## Decision Trees for Expert Iteration (Reinforcement learning)
David Albuja 
1900863

In [1]:
#Importing libraries
import pandas as pd
import matplotlib
import numpy as np
import matplotlib.pyplot as plt
import itertools
from sklearn.model_selection import train_test_split
from sklearn.ensemble import RandomForestClassifier, ExtraTreesClassifier
from sklearn.tree import DecisionTreeClassifier
from sklearn.dummy import DummyClassifier
from sklearn.model_selection import cross_val_score
from sklearn.metrics import accuracy_score as acc
from sklearn.metrics import make_scorer, confusion_matrix
from sklearn.metrics import classification_report

In [2]:
from math import *
import random

class OXOState:
    """ A state of the game, i.e. the game board.
        Squares in the board are in this arrangement
        012
        345
        678
        where 0 = empty, 1 = player 1 (X), 2 = player 2 (O)
    """
    def __init__(self):
        self.playerJustMoved = 2 # At the root pretend the player just moved is p2 - p1 has the first move
        self.board = [0,0,0,0,0,0,0,0,0] # 0 = empty, 1 = player 1, 2 = player 2
        
    def Clone(self):
        """ Create a deep clone of this game state.
        """
        st = OXOState()
        st.playerJustMoved = self.playerJustMoved
        st.board = self.board[:]
        return st

    def DoMove(self, move):
        """ Update a state by carrying out the given move.
            Must update playerToMove.
        """
        assert move >= 0 and move <= 8 and move == int(move) and self.board[move] == 0
        self.playerJustMoved = 3 - self.playerJustMoved
        self.board[move] = self.playerJustMoved
        
    def GetMoves(self):
        """ Get all possible moves from this state.
        """
        return [i for i in range(9) if self.board[i] == 0]
    
    def GetResult(self, playerjm):
        """ Get the game result from the viewpoint of playerjm. 
        """
        for (x,y,z) in [(0,1,2),(3,4,5),(6,7,8),(0,3,6),(1,4,7),(2,5,8),(0,4,8),(2,4,6)]:
            if self.board[x] == self.board[y] == self.board[z]:
                if self.board[x] == playerjm:
                    return 1.0
                else:
                    return 0.0
        if self.GetMoves() == []: 
            return 0.5 # draw
        return False # Should not be possible to get here

    def __repr__(self):
        s= ""
        for i in range(9): 
            s += ".XO"[self.board[i]]
            if i % 3 == 2: s += "\n"
        return s

class Node:
    """ A node in the game tree.
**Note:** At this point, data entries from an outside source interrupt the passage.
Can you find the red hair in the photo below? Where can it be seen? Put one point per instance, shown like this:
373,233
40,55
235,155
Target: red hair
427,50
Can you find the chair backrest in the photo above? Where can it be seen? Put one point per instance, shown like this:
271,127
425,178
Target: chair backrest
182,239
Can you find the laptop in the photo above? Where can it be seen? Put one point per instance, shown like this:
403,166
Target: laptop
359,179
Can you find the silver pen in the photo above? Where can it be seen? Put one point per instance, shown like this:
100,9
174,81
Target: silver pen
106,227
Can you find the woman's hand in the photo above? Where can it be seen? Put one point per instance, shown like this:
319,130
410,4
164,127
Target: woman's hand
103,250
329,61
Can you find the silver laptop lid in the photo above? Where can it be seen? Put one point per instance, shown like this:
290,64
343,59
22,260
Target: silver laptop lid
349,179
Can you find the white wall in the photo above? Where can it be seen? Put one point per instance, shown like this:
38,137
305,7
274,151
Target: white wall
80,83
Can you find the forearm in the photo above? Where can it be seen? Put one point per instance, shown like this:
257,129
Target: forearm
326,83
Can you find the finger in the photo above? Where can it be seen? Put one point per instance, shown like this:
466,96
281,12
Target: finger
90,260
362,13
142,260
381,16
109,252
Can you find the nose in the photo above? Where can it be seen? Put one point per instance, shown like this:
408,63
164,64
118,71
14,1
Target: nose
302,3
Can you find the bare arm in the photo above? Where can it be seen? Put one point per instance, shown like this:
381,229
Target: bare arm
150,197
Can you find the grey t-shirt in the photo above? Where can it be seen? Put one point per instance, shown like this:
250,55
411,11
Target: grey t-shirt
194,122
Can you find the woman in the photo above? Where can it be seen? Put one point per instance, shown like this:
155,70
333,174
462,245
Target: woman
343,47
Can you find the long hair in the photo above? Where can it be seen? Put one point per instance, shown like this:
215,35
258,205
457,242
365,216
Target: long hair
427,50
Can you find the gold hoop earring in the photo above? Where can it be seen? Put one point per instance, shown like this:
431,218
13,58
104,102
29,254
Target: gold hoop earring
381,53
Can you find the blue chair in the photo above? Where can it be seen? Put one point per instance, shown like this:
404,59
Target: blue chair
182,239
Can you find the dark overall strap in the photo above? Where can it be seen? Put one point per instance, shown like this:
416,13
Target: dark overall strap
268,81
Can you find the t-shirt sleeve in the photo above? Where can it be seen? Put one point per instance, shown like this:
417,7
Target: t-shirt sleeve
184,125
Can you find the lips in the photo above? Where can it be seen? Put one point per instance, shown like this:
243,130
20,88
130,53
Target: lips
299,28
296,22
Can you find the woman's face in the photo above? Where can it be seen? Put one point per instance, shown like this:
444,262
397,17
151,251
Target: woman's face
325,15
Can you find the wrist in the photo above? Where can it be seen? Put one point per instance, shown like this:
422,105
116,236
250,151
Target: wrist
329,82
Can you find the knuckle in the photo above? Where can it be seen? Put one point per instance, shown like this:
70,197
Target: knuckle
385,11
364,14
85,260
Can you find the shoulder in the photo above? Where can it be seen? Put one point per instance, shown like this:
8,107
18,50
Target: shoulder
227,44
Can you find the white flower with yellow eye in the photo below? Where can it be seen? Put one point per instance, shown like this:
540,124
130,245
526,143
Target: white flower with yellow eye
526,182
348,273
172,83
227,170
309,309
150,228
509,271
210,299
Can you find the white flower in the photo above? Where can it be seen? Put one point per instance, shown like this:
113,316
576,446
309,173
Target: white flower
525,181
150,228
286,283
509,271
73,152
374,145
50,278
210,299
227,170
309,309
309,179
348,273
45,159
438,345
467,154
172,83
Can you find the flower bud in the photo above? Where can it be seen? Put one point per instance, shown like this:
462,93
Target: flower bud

Note wins is always from the viewpoint of playerJustMoved.
        Crashes if state not specified.
    """
    def __init__(self, move = None, parent = None, state = None):
        self.move = move # the move that got us to this node - "None" for the root node
        self.parentNode = parent # "None" for the root node
        self.childNodes = []
        self.wins = 0
        self.visits = 0
        self.untriedMoves = state.GetMoves() # future child nodes
        self.playerJustMoved = state.playerJustMoved # the only part of the state that the Node needs later
        
    def UCTSelectChild(self):
        """ Use the UCB1 formula to select a child node. Often a constant UCTK is applied so we have
            lambda c: c.wins/c.visits + UCTK * sqrt(2*log(self.visits)/c.visits to vary the amount of
            exploration versus exploitation.
        """
        s = sorted(self.childNodes, key = lambda c: c.wins/c.visits + sqrt(2*log(self.visits)/c.visits))[-1]
        return s
    
    def AddChild(self, m, s):
        """ Remove m from untriedMoves and add a new child node for this move.
            Return the added child node
        """
        n = Node(move = m, parent = self, state = s)
        self.untriedMoves.remove(m)
        self.childNodes.append(n)
        return n
    
    def Update(self, result):
        """ Update this node - one additional visit and result additional wins. result must be from the viewpoint of playerJustmoved.
        """
        self.visits += 1
        self.wins += result

    def __repr__(self): #Variable added to cehck flow of the varaibles in small iterations
        return "[M:" + str(self.move) + " W/V:" + str(self.wins) + "/" + str(self.visits) + " U:" + str(self.untriedMoves) + "P:" + str(self.playerJustMoved) + "]"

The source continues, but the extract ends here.